Sale of Land Registry will mean public say goodbye to rich dividends

Selling off the Land Registry into private hands will mean the public will start to lose money from the sale in 25 years’ time.

A campaign group opposed to the sale of public assets, We Own It, said that the sale of the Land Registry at a likely £1.2bn valuation would be a short-term gain.

It said the Land Registry is a British institution to be proud of, is profitable and innovative, and is working well in public ownership.

Modernisation and productivity gains have meant that the Land Registry has passed on savings to the end user, with £117m of saved fees resulting from reductions two years ago.

The Land Registry has been a strong contributor to the public purse by paying regular dividends into the Treasury coffers.

In 2014/15 it paid a normal dividend of £19.1m in addition to a special dividend of £100m.

A previous attempt to privatise the Land Registry was abandoned in 2014 when then business secretary Vince Cable stepped in to veto the sale.

However, last week’s Queen’s Speech made it clear that the sale is back on, and will be part of a new Neighbourhood Planning and Infrastructure Bill.

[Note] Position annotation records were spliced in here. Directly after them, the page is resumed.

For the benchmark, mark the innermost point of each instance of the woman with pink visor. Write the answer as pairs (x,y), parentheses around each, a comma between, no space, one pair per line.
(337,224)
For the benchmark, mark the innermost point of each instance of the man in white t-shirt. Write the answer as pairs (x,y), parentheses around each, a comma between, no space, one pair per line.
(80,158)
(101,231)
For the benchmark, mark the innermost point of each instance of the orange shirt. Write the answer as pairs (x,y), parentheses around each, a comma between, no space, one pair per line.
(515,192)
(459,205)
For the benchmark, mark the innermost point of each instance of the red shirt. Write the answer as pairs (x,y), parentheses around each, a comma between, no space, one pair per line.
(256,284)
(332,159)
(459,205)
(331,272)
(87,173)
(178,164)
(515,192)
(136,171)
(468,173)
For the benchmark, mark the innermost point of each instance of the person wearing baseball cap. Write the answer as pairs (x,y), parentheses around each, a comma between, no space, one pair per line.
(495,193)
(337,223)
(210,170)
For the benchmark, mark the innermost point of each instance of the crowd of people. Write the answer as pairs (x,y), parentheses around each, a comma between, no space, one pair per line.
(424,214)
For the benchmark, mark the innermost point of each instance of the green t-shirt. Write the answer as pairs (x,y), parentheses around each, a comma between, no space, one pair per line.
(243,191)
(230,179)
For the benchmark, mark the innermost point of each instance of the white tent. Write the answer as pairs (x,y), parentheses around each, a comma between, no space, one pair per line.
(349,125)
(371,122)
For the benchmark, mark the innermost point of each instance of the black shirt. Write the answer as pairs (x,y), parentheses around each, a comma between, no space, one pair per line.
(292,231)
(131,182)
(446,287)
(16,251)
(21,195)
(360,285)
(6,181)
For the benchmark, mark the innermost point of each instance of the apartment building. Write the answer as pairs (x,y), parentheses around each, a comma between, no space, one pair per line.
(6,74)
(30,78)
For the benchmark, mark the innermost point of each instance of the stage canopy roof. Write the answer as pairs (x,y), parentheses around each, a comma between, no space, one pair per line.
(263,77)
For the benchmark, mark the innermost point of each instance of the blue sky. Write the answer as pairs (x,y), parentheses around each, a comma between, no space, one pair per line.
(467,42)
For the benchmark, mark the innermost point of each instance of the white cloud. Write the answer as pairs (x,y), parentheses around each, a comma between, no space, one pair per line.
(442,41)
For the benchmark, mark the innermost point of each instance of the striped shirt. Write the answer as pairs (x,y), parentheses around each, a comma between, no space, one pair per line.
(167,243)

We Own It this morning warned that a new owner might have to meet profitability expectations by placing all data behind a paywall.

It is also uncertain how accountable a company running the Land Registry would be in future – for example, whether it would have to answer Freedom of Information requests.

The Land Registry is one of several institutions which the Government is either planning to sell or part-privatise, or is considering a sale.

We Own It warned that if the Land Registry, National Air Traffic Services, Ordnance Survey and Channel 4 stay in public ownership, they can be expected to contribute £7.7bn in profits over the next 50 years.

It claims that if all these organisations were sold, the money raised would be no more than £3bn, a figure that would “barely dent the deficit figure”, while depriving the public of future profits.

Cat Hobbs, director of We Own It, said: “George Osborne can’t have his cake and eat it. If he goes ahead with the Great British sell off, we’ll have lost our public assets forever – and all the millions of profit they bring in every year.

“The Land Registry is a profitable, successful, innovative organisation doing a great job – why privatise it? We need to think about the wealth of the next generation, not just a quick fix on the deficit.”

We Own It also pointed out that some privatisation simply fails – for example, National Express abandoned the East Coast Mainline train service because of dropping profits. A government-owned company, Directly Operated Railways, stepped in and returned a profit, but despite this, the train service was re-privatised.